John Anderson September 24, 2011 at 03:18 AM
You are right, we do have a funny state. I remember back in the 70s, the Republicans didn't have a candidate for land commissioner, so a quirky guy decided he would fill the void. In the voters' pamphlet, he promised to go out and vigorously commission the land. One of the planks of his of his platform was: We should give eastern Washington to Idaho, because there's nothing over there but rattlesnakes. (The Democrat won.) On another somewhat related note, there is a Washington Post Book of the Year winner called About Grace. The quirky main character is a full time researcher of snowflakes, but as his life unravels, he picks up a job as a TV weather forecaster, a big step down from his science. The unraveling continues. Some of the critics think he spends too much time describing snow and other pieces of the natural surroundings, but I was fascinated with this book. The author is from the state that would have gotten eastern Washington had the Republican become land commissioner.
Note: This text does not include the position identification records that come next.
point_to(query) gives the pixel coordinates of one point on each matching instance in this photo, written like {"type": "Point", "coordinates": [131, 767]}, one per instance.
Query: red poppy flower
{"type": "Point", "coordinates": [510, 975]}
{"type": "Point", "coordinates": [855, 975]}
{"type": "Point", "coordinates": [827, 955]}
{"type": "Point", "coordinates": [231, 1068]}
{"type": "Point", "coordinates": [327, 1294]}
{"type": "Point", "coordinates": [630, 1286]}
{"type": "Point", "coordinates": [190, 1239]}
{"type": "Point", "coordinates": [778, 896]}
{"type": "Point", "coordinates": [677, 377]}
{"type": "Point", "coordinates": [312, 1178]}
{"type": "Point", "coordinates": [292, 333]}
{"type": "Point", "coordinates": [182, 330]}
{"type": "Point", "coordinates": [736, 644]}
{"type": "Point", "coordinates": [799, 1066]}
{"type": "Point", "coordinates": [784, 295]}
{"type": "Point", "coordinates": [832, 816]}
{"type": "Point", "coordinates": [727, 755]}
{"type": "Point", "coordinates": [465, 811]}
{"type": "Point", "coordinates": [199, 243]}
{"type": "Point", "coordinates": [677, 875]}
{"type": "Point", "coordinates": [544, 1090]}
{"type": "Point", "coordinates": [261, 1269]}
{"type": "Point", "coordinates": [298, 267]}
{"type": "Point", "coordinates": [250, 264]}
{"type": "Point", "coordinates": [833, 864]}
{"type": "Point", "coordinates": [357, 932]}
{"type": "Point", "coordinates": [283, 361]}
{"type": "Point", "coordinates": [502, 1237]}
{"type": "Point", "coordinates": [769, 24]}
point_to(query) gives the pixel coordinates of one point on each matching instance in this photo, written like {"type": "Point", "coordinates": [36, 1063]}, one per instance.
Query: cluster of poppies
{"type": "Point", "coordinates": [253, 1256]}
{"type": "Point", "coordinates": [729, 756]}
John Locatelli September 24, 2011 at 07:43 PM
Wow---I did make someone laugh-----I've got more videos starring old D W. I'll post these as the story unfolds. The snowflake guy sounds really interesting, but I guess he is not a real life person. I thought that I was the only person to be nuts enough to spend hours looking at snowflakes under a microscope. Sometime, after I'm fully recovered, I'll tell about it.